Между прочим, Дэвид сам был инициатором этой идеи — подарить детям на Рождество по компьютеру. А я как раз считала, что им будет достаточно и одного на двоих. Причем вовсе не потому, что была одержима скопидомством, а потому, что знала: они будут торчать за ними целый день. И потом, мне не нравилась сама идея с двумя огромными коробками под елкой — чисто эстетически. Отнюдь не чувствуя себя образцовой матерью, я с отвращением наблюдала, как ошалевшие от восторга дети набросились на эти коробки, забросав пенопластом и мятой бумагой все свободное пространство в доме. Тогда Дэвид, заметив выражение моего лица, шепнул мне на ухо, что я типичный постный либерал, лишенный радостей жизни и отвергающий саму мысль о том, что дети — это наше все, а сами мы, стало быть, ничто. И вот не прошло и полгода, как он сам же над детьми и надругался, обидел их в самых лучших чувствах, отняв то, что они по праву считали своим. А я при этом по-прежнему, оказывается, выступаю на стороне темных сил.

— Куда ты дел компьютер?

— Отвез в женский приют в Кентиш-Таун. Я прочитал о нем в газете. Там у детей вообще нет никаких игрушек.
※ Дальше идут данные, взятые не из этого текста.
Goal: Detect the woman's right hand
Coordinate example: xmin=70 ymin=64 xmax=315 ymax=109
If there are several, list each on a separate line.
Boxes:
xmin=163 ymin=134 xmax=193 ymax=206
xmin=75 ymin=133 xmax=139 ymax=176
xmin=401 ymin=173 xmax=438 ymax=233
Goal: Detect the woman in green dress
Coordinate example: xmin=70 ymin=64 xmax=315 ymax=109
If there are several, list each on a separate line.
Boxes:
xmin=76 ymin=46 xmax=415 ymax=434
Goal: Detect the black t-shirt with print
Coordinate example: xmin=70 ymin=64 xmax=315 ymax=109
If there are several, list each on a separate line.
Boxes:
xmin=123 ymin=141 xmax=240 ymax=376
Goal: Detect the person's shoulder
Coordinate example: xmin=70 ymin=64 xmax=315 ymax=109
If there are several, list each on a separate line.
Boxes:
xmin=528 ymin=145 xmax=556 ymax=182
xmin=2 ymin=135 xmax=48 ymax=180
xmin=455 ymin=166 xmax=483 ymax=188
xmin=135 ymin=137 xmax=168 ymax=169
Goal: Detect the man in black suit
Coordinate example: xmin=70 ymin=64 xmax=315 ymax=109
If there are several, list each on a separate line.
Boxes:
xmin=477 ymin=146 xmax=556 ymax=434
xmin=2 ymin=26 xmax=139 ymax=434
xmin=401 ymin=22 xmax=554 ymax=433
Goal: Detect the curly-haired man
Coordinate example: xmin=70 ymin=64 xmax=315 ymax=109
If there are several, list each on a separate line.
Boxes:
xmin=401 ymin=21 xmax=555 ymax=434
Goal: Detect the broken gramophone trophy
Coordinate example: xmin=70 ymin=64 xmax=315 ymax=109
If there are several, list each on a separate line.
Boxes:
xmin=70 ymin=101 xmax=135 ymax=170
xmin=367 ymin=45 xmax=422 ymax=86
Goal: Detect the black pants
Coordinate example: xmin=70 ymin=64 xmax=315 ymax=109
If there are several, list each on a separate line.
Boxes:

Сказать мне было нечего. Запуганные несчастные дети запуганных несчастных матерей — у них нет ничего, а у нас есть все. Мы отдаем им самую малость, делимся крошкой своего благосостояния, не так ли, Дэвид? Ведь у нас остается еще так много. Чего же, спрашивается, злиться?

— А почему мы с ними должны делиться? Почему не правительство? — спросил Том.

— Правительство не может платить за все и за всех, — сказал Дэвид. — За что-то приходится платить нам самим.

— Так мы и заплатили, — возразил Том. — Мы же сами заплатили за эти компьютеры, которые вы для нас купили.

— Я имею в виду, — продолжил поучение Дэвид, — что если мы не будем заботиться о тех, кто беднее нас, то не вправе ожидать, что правительство станет заботиться о нас, да и обо всех прочих. Мы должны первые проявить инициативу и сделать то, что считаем правильным.

— А вот я не думаю, что мы поступаем правильно, — заметил Том.

— Отчего же?

— Оттого, что это мой компьютер.

Дэвид одарил его блаженной улыбкой.

— Ну, допустим, они бедные — а мы-то тут при чем? Просто им не повезло, — вступила в разговор Молли, обиженная ничуть не меньше Тома.

Я не смогла удержаться от хохота. «Просто вам не повезло» — фраза, недавно сказанная Дэвидом по поводу вопроса детей, отчего у них до сих пор нет ни «Dreamcast»,[19] ни майки «Арсенала», ни еще чего-то такого, что давно есть в школе у каждого.

— Этим детишкам вообще не повезло в жизни, — объяснил Дэвид со спокойствием новорожденного ангела. — Их папы били мам, и тем пришлось сбежать из дому и прятаться. Поэтому все игрушки они оставили дома… А вот вам повезло. Неужели вы не хотите помочь им?

— Немного можно, — прокряхтел Том. — Но не отдавать же им компьютер.

— А давайте сходим посмотрим на них, — предложил Дэвид. — Вы сами сможете сказать им это. Скажете, что вы готовы помочь им — но только немного, а потом попросите отдать компьютер.

— Дэвид, это уже переходит всякие границы.

— А в чем дело?

— Перестань шантажировать наших детей.

Я постепенно начала приходить в себя. Сначала я опешила, пораженная моральной силой аргументов Дэвида, но теперь поняла, что он просто спятил и дело кончится тем, что он всех нас опозорит. Да и я тоже хороша — как я могла забыть, что именно это и происходит со всеми фанатиками? Они легко и беззаботно переступают все границы и условности и становятся изуверами, готовыми совершить все мыслимое и немыслимое во имя торжества своей навязчивой идеи. Их поступки лишены логики. В конечном счете их ничто, кроме самих себя, не интересует. Все они — дикие эгоисты.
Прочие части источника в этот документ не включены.